Joined Up Thinking. Why is it so hard for some organisations? What can be done?

"Why does it end up with outsiders with perceived limited influence being the ones who can see how an organisation could be more joined up in how it thinks and operates?"  A question I was asked last week.

I worked in local government a while back and was sometimes frustrated at how one service or department 'over there' would not join up when its work impacted with someone else 'over there'.  I call this silo working.  I put it down to a need for improvement in individual accountability and personal responsibility and a lack of good personal communication and strategic thinking skills.

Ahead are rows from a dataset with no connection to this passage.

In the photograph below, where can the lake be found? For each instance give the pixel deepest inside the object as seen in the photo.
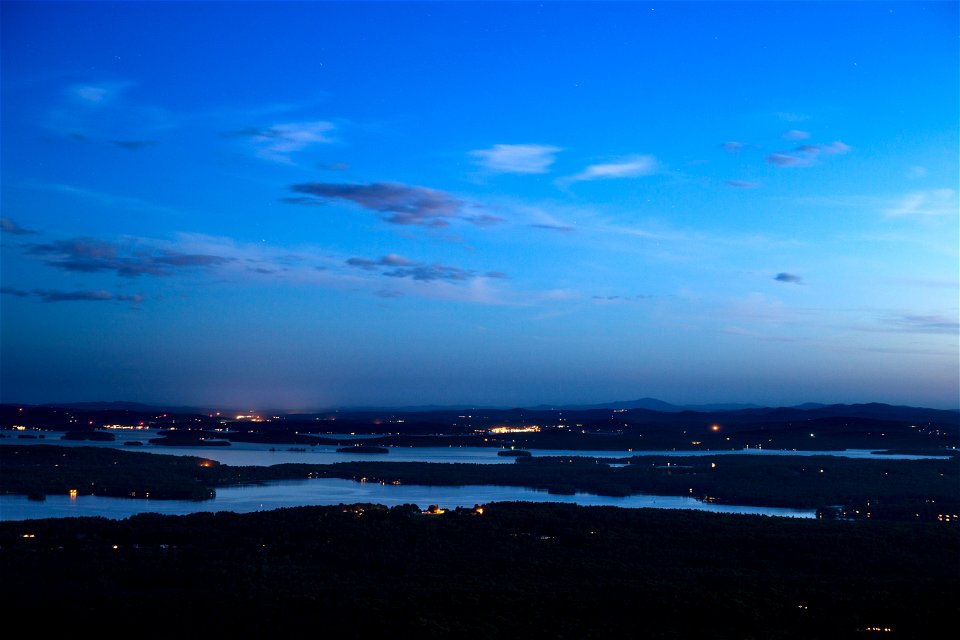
(331, 491)
(256, 454)
(328, 491)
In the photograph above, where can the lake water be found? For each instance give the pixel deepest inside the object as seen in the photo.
(329, 491)
(255, 454)
(332, 491)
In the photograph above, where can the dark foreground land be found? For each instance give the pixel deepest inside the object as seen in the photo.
(516, 570)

VCSE organisations I work with that deliver service based work express dissatisfaction at the same thing.  Just last week someone remarked "it's like we are having to do this for them" (them being a local authority).  Local government has less money, people, time and resources so you'd think they'd have had this figured out by now.  

In his book "Understanding Organisations" Charles Handy explains how organisational culture relies on better understanding what it does itself along with the needs and motivations of its people and customers if it it is to improve. There are a range of activities he proposes that organisations should undertake internally.  In his introductory piece to his updated edition he remarks: 

"...common sense and intuitive leadership need to be backed up by a better understanding of how human communities work.... organisations are not inanimate objects... words like 'strategy', 'structure' and 'systems' can easily deceive one into thinking that if you get these things right, the rest will follow."

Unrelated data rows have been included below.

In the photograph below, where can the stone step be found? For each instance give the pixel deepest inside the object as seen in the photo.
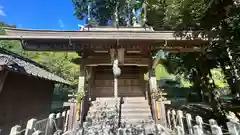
(107, 99)
(135, 101)
(136, 110)
(136, 116)
(134, 98)
(138, 121)
(143, 106)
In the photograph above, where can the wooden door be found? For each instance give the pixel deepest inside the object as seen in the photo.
(128, 83)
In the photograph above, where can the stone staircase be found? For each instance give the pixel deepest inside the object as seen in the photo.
(135, 110)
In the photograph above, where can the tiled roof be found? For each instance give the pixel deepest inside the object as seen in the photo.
(17, 63)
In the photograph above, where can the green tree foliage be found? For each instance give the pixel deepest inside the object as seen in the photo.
(102, 11)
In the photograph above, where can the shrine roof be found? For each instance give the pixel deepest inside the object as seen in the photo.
(19, 64)
(99, 33)
(96, 38)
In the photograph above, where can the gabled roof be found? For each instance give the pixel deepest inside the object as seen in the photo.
(17, 63)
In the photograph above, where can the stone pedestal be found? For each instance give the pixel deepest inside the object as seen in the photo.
(161, 112)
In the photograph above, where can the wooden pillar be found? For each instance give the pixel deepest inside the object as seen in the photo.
(82, 87)
(152, 85)
(142, 82)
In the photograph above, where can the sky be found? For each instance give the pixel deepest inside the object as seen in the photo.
(39, 14)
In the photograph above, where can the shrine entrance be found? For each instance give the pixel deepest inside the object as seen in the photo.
(129, 83)
(113, 61)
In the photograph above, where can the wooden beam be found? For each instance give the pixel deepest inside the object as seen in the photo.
(107, 61)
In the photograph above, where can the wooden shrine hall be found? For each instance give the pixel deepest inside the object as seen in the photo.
(98, 47)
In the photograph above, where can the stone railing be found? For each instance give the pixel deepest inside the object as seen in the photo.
(183, 123)
(54, 124)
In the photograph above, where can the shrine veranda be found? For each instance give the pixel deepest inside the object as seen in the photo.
(98, 47)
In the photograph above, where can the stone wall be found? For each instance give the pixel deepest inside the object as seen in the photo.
(22, 98)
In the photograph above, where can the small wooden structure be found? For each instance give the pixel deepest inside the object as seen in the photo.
(26, 89)
(134, 47)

I am with Handy on this, as until organisations get to grips with how they do things (their values and culture) they will not shift transformationally or have a reason to, towards joining up. And that relies on people management and leadership to help people learn through experience, as well as understanding that operating in hierarchies (something local government seems to do) works against being able to consult and engage with people across boundaries.  Local authorities are supposed to now (Social Care Act) be joined up with health, for example, so that the ticking time bomb of adult social care is improved, but I can't see how that will work whilst the culture stays at it is, built on hierarchies and silos and not addressing the people change needed or the fact that you can change a system and be efficient but you still need to resource it well and remove the obstacles that stand in the way. 

For organisational effectiveness you need to consider:

  • leadership (skills, knowledge, style, goals, power, relationships)
  • internal relations (size, age, cohesion, objectives, types of people)
  • systems and structures (admin, controls, rewards, power, politics)

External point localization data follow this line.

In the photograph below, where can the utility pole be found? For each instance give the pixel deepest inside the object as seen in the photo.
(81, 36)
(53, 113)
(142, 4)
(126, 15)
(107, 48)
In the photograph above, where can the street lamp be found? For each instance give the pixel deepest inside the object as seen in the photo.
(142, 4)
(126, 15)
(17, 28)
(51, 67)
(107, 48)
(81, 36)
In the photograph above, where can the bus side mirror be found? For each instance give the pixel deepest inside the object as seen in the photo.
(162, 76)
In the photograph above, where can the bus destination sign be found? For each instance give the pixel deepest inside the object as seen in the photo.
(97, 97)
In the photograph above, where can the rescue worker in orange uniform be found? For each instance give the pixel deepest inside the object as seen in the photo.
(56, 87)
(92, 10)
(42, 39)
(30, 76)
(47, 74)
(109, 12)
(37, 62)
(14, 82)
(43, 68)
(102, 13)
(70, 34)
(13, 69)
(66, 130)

Joining it up involves strategy, motivation, environment (technological and physical), ability, roles and responsibilities, economics and linking mechanisms.  And the people. Complex!

Here are six ideas for being better at joining up:

  1. Change is inevitable and disconcerting but organisations must run on today's and tomorrow's thinking.  I have heard references to VUCA lately in relation to the environment in which organisations need to operate: volatility, uncertainty,  complexity, ambiguity.  Get to grips with this inside the organisation and realise that the same applies to others too - yet another reason to join up and work together! And yes, it is a massive, complex challenge!
  2. Leadership needs to model this from the top.  Excellence in communicating how this needs to happen rests with senior people who will inspire and invite everyone to follow.
  3. Create and sustain a motivating environment in which people work, communicate and do business.  Build their skills, recognise and reward them. Skill yourselves up internally to be joined up and recruit people who have this conscious competence.
  4. Promote values and relationships with customers and partners that are open, based on trust, learning and listening.  They will tell you what barriers exist to joined up thinking and you need them to help you remove them. They can help.
  5. Listen actively.  So listen with the intent to understand and engage with partners, customers and stakeholders rather than with the intent to reply and hold ground to your structures and systems of 'un-joined-up-ness'.
  6. Plan to be in it for the long haul.  No short termism.  Organisational life is not static and you can't go about solving one problem at a time or being so systematic.  Leaders must synthesise all aspects of people management and organisational change continuously (nobody said it was easy!)